Katie doesn't want 'em to vote

One of Spot’s really good friends was a poll watcher on an Indian reservation during the last presidential election. He said it was a very interesting experience, especially as it related to the issue of voter registration.

Katie writes about voter registration in her usual nuanced way today in It's much too easy to vote illegally in Minnesota. Here are Katie’s breathless opening graphs:
Which of the following do you need to register to vote in Minnesota?

A driver's license? Some form of government-issued ID that proves your identity and residence? Proof of American citizenship?

Wrong on all counts. In Minnesota, you can register on election day without showing poll workers one piece of paper. All you need is a "voucher" -- a person registered to vote in that precinct who is willing to sign a sworn statement that you live there.

Let’s start out with a simple proposition: if you are a citizen of legal age, and you live in the precinct, you’re entitled to vote. (There are some limitations for things like mental competence, offender status, etc., but not many.) That’s true whether you live in a homeless shelter, a battered-womens’ shelter, an Indian reservation, or on Chantry Road in Edina.

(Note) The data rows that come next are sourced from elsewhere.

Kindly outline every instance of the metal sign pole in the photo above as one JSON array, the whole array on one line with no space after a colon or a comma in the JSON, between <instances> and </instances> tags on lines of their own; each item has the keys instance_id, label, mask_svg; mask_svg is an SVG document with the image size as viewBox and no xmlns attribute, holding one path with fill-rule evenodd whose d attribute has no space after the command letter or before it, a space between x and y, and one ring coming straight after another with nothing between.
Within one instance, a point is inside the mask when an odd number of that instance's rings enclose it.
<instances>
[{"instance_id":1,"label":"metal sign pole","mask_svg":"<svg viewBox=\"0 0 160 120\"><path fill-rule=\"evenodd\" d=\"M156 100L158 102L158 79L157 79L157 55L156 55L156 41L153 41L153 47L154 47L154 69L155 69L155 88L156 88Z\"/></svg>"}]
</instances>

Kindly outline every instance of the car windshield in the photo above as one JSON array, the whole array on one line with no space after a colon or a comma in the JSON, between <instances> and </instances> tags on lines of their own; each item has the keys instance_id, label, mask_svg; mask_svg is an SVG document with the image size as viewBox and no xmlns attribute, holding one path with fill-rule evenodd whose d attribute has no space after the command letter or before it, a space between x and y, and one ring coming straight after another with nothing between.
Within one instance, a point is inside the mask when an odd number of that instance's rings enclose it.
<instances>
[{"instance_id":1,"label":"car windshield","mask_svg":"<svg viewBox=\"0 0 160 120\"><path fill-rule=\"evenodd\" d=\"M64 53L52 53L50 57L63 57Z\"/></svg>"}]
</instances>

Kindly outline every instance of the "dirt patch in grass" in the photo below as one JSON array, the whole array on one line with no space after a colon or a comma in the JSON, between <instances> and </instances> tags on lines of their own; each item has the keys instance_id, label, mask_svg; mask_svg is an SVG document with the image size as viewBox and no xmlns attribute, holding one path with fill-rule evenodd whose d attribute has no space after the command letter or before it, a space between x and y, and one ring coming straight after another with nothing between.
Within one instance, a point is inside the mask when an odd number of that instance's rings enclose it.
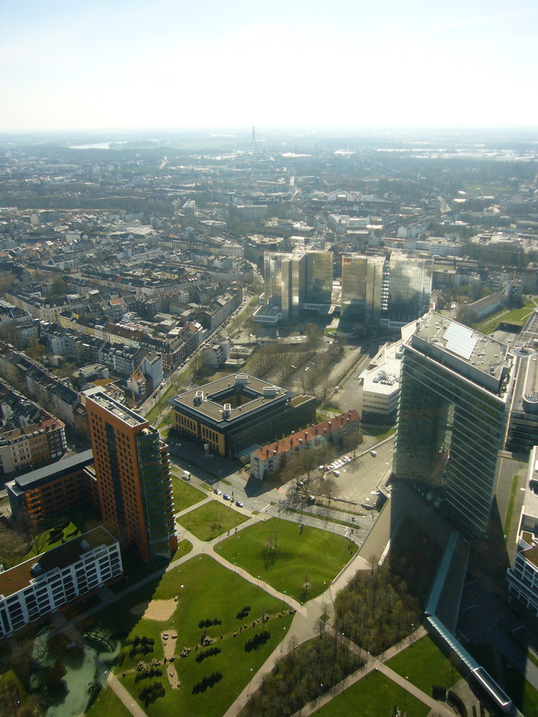
<instances>
[{"instance_id":1,"label":"dirt patch in grass","mask_svg":"<svg viewBox=\"0 0 538 717\"><path fill-rule=\"evenodd\" d=\"M179 682L179 678L177 676L177 670L176 669L174 663L170 662L176 652L176 646L177 645L177 631L175 630L170 630L166 632L161 632L161 640L163 643L164 660L165 661L168 660L169 663L166 665L166 677L168 678L168 681L170 683L170 687L173 690L179 690L181 683Z\"/></svg>"},{"instance_id":2,"label":"dirt patch in grass","mask_svg":"<svg viewBox=\"0 0 538 717\"><path fill-rule=\"evenodd\" d=\"M133 615L140 615L146 620L169 620L174 614L174 611L177 607L177 603L174 599L171 600L151 600L148 604L146 602L140 602L138 605L131 609Z\"/></svg>"}]
</instances>

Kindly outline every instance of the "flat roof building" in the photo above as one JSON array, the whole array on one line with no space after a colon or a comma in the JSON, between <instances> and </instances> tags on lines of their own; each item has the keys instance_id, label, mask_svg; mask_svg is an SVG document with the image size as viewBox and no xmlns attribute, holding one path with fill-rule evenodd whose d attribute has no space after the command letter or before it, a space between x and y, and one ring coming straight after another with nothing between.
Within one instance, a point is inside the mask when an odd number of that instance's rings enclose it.
<instances>
[{"instance_id":1,"label":"flat roof building","mask_svg":"<svg viewBox=\"0 0 538 717\"><path fill-rule=\"evenodd\" d=\"M274 440L312 422L313 396L296 395L246 374L225 376L179 394L172 427L180 435L232 457L255 443Z\"/></svg>"},{"instance_id":2,"label":"flat roof building","mask_svg":"<svg viewBox=\"0 0 538 717\"><path fill-rule=\"evenodd\" d=\"M402 330L393 471L467 535L487 528L506 439L507 348L433 311Z\"/></svg>"},{"instance_id":3,"label":"flat roof building","mask_svg":"<svg viewBox=\"0 0 538 717\"><path fill-rule=\"evenodd\" d=\"M95 528L0 573L0 639L121 576L118 541Z\"/></svg>"},{"instance_id":4,"label":"flat roof building","mask_svg":"<svg viewBox=\"0 0 538 717\"><path fill-rule=\"evenodd\" d=\"M65 515L77 505L99 511L93 452L83 451L6 483L14 518L25 508L32 523Z\"/></svg>"}]
</instances>

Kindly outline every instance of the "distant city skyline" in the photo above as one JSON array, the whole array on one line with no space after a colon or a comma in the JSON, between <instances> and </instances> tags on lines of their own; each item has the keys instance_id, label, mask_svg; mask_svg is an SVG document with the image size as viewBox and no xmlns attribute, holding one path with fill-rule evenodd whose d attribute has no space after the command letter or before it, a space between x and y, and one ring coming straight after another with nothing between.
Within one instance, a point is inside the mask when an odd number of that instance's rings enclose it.
<instances>
[{"instance_id":1,"label":"distant city skyline","mask_svg":"<svg viewBox=\"0 0 538 717\"><path fill-rule=\"evenodd\" d=\"M0 131L537 125L531 0L4 3Z\"/></svg>"}]
</instances>

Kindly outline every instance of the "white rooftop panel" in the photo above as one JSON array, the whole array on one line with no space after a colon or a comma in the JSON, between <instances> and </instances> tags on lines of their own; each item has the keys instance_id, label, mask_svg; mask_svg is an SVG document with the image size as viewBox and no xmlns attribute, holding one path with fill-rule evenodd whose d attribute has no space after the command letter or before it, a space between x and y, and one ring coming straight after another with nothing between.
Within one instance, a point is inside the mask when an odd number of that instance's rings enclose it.
<instances>
[{"instance_id":1,"label":"white rooftop panel","mask_svg":"<svg viewBox=\"0 0 538 717\"><path fill-rule=\"evenodd\" d=\"M473 336L472 329L458 323L451 323L445 333L446 348L449 351L457 353L466 361L472 356L476 339Z\"/></svg>"}]
</instances>

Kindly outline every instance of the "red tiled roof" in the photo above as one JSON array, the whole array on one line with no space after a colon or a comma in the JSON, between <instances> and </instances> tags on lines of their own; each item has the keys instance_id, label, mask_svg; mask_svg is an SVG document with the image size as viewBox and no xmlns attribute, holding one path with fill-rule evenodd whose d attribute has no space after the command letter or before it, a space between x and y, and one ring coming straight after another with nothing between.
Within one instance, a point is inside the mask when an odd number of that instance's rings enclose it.
<instances>
[{"instance_id":1,"label":"red tiled roof","mask_svg":"<svg viewBox=\"0 0 538 717\"><path fill-rule=\"evenodd\" d=\"M277 455L279 453L285 453L291 448L296 448L304 443L315 438L316 436L324 436L334 431L338 428L341 428L346 423L353 423L359 419L358 412L354 408L351 411L346 411L338 416L334 416L329 421L322 421L315 426L310 426L303 431L297 431L292 433L287 438L282 438L280 440L275 441L269 445L260 448L256 455L260 460L265 460L271 456Z\"/></svg>"}]
</instances>

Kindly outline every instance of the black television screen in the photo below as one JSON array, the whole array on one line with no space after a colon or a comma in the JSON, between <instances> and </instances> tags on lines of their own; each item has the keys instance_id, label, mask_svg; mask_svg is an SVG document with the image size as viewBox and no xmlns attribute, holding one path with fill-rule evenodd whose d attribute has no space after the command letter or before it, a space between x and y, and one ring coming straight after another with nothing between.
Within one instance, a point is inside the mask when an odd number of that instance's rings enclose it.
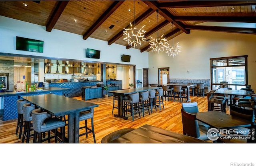
<instances>
[{"instance_id":1,"label":"black television screen","mask_svg":"<svg viewBox=\"0 0 256 166\"><path fill-rule=\"evenodd\" d=\"M131 59L131 56L130 55L127 55L123 54L123 55L122 56L122 58L121 60L122 62L130 62L130 61Z\"/></svg>"},{"instance_id":2,"label":"black television screen","mask_svg":"<svg viewBox=\"0 0 256 166\"><path fill-rule=\"evenodd\" d=\"M16 49L42 53L44 41L16 36Z\"/></svg>"},{"instance_id":3,"label":"black television screen","mask_svg":"<svg viewBox=\"0 0 256 166\"><path fill-rule=\"evenodd\" d=\"M99 59L100 55L100 51L90 49L87 49L86 50L86 58Z\"/></svg>"}]
</instances>

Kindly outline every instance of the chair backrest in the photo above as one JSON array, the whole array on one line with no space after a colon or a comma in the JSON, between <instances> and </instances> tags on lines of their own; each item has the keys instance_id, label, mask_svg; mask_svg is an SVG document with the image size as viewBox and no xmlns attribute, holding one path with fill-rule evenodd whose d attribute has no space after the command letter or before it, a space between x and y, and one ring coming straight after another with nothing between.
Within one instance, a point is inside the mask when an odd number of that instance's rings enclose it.
<instances>
[{"instance_id":1,"label":"chair backrest","mask_svg":"<svg viewBox=\"0 0 256 166\"><path fill-rule=\"evenodd\" d=\"M156 91L158 92L159 96L162 96L164 95L164 90L163 88L157 89Z\"/></svg>"},{"instance_id":2,"label":"chair backrest","mask_svg":"<svg viewBox=\"0 0 256 166\"><path fill-rule=\"evenodd\" d=\"M204 84L198 84L197 86L198 89L204 89Z\"/></svg>"},{"instance_id":3,"label":"chair backrest","mask_svg":"<svg viewBox=\"0 0 256 166\"><path fill-rule=\"evenodd\" d=\"M195 138L200 137L198 123L196 115L192 114L181 109L183 133Z\"/></svg>"},{"instance_id":4,"label":"chair backrest","mask_svg":"<svg viewBox=\"0 0 256 166\"><path fill-rule=\"evenodd\" d=\"M150 90L148 91L149 93L149 98L152 98L156 97L156 90Z\"/></svg>"},{"instance_id":5,"label":"chair backrest","mask_svg":"<svg viewBox=\"0 0 256 166\"><path fill-rule=\"evenodd\" d=\"M24 120L27 121L31 121L32 120L31 112L33 109L35 109L35 105L32 105L31 103L28 103L23 104L22 111Z\"/></svg>"},{"instance_id":6,"label":"chair backrest","mask_svg":"<svg viewBox=\"0 0 256 166\"><path fill-rule=\"evenodd\" d=\"M254 121L254 110L253 109L244 109L232 105L230 105L230 115L253 122Z\"/></svg>"},{"instance_id":7,"label":"chair backrest","mask_svg":"<svg viewBox=\"0 0 256 166\"><path fill-rule=\"evenodd\" d=\"M148 91L141 92L140 92L140 94L141 96L141 100L146 100L148 99L148 97L149 96L149 92Z\"/></svg>"},{"instance_id":8,"label":"chair backrest","mask_svg":"<svg viewBox=\"0 0 256 166\"><path fill-rule=\"evenodd\" d=\"M138 103L139 102L139 98L140 97L140 94L138 93L135 93L129 94L129 96L132 99L132 103Z\"/></svg>"},{"instance_id":9,"label":"chair backrest","mask_svg":"<svg viewBox=\"0 0 256 166\"><path fill-rule=\"evenodd\" d=\"M173 91L174 92L181 92L181 86L173 86Z\"/></svg>"},{"instance_id":10,"label":"chair backrest","mask_svg":"<svg viewBox=\"0 0 256 166\"><path fill-rule=\"evenodd\" d=\"M42 131L42 126L44 121L47 118L46 112L41 112L40 108L34 109L32 111L32 119L33 120L33 129L38 133Z\"/></svg>"},{"instance_id":11,"label":"chair backrest","mask_svg":"<svg viewBox=\"0 0 256 166\"><path fill-rule=\"evenodd\" d=\"M197 103L182 103L182 109L189 113L195 113L198 112L199 110L197 105Z\"/></svg>"},{"instance_id":12,"label":"chair backrest","mask_svg":"<svg viewBox=\"0 0 256 166\"><path fill-rule=\"evenodd\" d=\"M23 114L22 105L27 103L27 101L24 99L20 99L17 100L17 109L18 113L20 114Z\"/></svg>"},{"instance_id":13,"label":"chair backrest","mask_svg":"<svg viewBox=\"0 0 256 166\"><path fill-rule=\"evenodd\" d=\"M163 86L163 90L165 91L168 91L170 88L170 85L164 85Z\"/></svg>"}]
</instances>

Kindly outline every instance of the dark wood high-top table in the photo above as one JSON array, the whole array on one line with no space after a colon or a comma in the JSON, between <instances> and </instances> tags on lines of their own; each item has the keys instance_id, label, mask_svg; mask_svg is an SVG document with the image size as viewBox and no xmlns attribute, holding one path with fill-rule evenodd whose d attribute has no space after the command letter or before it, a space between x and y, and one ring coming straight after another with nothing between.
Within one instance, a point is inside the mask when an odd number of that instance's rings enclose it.
<instances>
[{"instance_id":1,"label":"dark wood high-top table","mask_svg":"<svg viewBox=\"0 0 256 166\"><path fill-rule=\"evenodd\" d=\"M230 105L232 104L233 96L234 95L239 95L243 96L250 96L250 93L246 90L235 90L230 89L219 89L214 92L214 94L224 94L229 95L230 100Z\"/></svg>"},{"instance_id":2,"label":"dark wood high-top table","mask_svg":"<svg viewBox=\"0 0 256 166\"><path fill-rule=\"evenodd\" d=\"M54 94L22 96L36 107L54 116L68 115L68 140L79 143L79 112L99 105Z\"/></svg>"},{"instance_id":3,"label":"dark wood high-top table","mask_svg":"<svg viewBox=\"0 0 256 166\"><path fill-rule=\"evenodd\" d=\"M253 124L251 121L218 111L193 113L196 114L198 121L216 129L248 127Z\"/></svg>"},{"instance_id":4,"label":"dark wood high-top table","mask_svg":"<svg viewBox=\"0 0 256 166\"><path fill-rule=\"evenodd\" d=\"M209 143L192 137L145 125L110 143Z\"/></svg>"},{"instance_id":5,"label":"dark wood high-top table","mask_svg":"<svg viewBox=\"0 0 256 166\"><path fill-rule=\"evenodd\" d=\"M171 86L181 86L182 87L186 87L187 88L187 92L188 92L188 95L187 96L187 97L186 98L185 98L186 99L186 102L188 102L191 101L191 100L190 99L190 97L189 88L190 86L194 86L194 85L193 84L170 84L167 83L167 84L148 84L150 85L157 85L158 86L170 85Z\"/></svg>"},{"instance_id":6,"label":"dark wood high-top table","mask_svg":"<svg viewBox=\"0 0 256 166\"><path fill-rule=\"evenodd\" d=\"M139 92L140 92L146 91L149 90L157 90L162 88L162 87L145 87L142 88L131 88L123 89L122 90L113 90L109 91L109 93L112 93L115 95L118 96L118 114L115 114L114 116L116 117L118 117L125 120L127 120L128 118L126 116L124 116L122 113L122 109L123 108L123 98L126 95L128 95L130 93Z\"/></svg>"}]
</instances>

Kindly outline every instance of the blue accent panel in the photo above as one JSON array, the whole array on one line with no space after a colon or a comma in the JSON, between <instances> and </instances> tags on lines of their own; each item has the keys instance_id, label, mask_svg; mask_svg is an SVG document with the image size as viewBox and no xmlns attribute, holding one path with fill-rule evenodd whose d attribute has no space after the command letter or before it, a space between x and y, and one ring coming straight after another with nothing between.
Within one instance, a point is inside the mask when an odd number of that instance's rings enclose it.
<instances>
[{"instance_id":1,"label":"blue accent panel","mask_svg":"<svg viewBox=\"0 0 256 166\"><path fill-rule=\"evenodd\" d=\"M40 95L41 94L52 93L57 95L62 95L62 91L49 92L45 93L40 92L33 94L20 94L19 95L10 96L4 97L4 113L3 120L7 121L18 118L17 109L17 100L21 98L21 97L26 96Z\"/></svg>"},{"instance_id":2,"label":"blue accent panel","mask_svg":"<svg viewBox=\"0 0 256 166\"><path fill-rule=\"evenodd\" d=\"M96 86L96 83L99 82L99 81L88 81L50 83L49 84L49 86L69 89L63 91L63 95L66 97L74 98L74 97L82 96L82 87Z\"/></svg>"}]
</instances>

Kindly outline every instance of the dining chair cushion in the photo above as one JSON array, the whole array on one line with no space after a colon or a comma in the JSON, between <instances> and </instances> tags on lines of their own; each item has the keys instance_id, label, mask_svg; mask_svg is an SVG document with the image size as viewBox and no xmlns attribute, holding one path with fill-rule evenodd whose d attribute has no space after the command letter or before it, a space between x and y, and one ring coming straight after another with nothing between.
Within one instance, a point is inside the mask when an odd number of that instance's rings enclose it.
<instances>
[{"instance_id":1,"label":"dining chair cushion","mask_svg":"<svg viewBox=\"0 0 256 166\"><path fill-rule=\"evenodd\" d=\"M17 100L17 109L18 113L20 114L23 114L22 106L24 104L27 103L27 101L24 99L20 99Z\"/></svg>"},{"instance_id":2,"label":"dining chair cushion","mask_svg":"<svg viewBox=\"0 0 256 166\"><path fill-rule=\"evenodd\" d=\"M93 112L91 112L90 110L84 111L79 113L79 121L88 119L93 117Z\"/></svg>"}]
</instances>

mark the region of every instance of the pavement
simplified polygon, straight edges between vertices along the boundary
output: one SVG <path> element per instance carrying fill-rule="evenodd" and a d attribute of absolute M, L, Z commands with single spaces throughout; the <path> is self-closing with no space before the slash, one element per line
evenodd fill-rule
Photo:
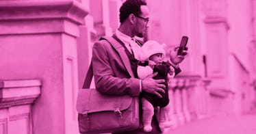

In the case of the shelters, the voter might have some ID, but it has the wrong address, and there won’t be any utility bills to prove the address of the voter. In these cases, a “voucher,” often a shelter employee, can be the only way to verify the residence of the voter.

Similarly, assume you are a young adult in a multi-generational household on an Indian reservation. You don’t have a driver’s license or the state ID that you have to go in and pay for, maybe you have a tribal ID but maybe you don't, and since you live at home, utility bills don’t get sent to you – that is assuming that your family has any utilities supplied that you have to pay for. If someone doesn’t vouch for you, you won’t get to vote.

This latter situation happened a couple of times in the observation of Spot’s friend the poll watcher. In each case, there was always a neighbor who said “oh yeah, that’s so-and-so’s kid; he still lives at home.” In one case, the “voucher” was the chief election judge, a white woman, vouching for a native kid. Spot’s friend says that will always be a prized memory for him. There are many other perfectly legitimate scenarios like this.

People who live on Chantry Road? Well, they can take care of themselves.

Which of these people does Katie want to deny the franchise? You know the answer, boys and girls.

As far as same day registration is concerned, it saves a lot of people who recently moved, or who are not engaged enough in politics to seek to or maintain a registration in advance of election day. Often, people think they are registered when they are not. A registration will lapse if you miss a couple of elections, even if you don’t move. As Spot understands it, a lot can depend on the zealotry – and maybe the politics – of the County Auditor.

Same day registration preserves the franchise for a lot of people, which is partly why Minnesota leads the nation in voter turnout, election after election.

Remember, both the voter and the voucher have to affirm, under penalty of perjury, that the voter is a resident of the precinct. And the voucher already has to be registered, also with an address in the precinct.

Why are Katie and Kiffmeyer shrieking in terror about voter fraud, even when it is demonstrably not a problem in Minnesota, anyway? Guess.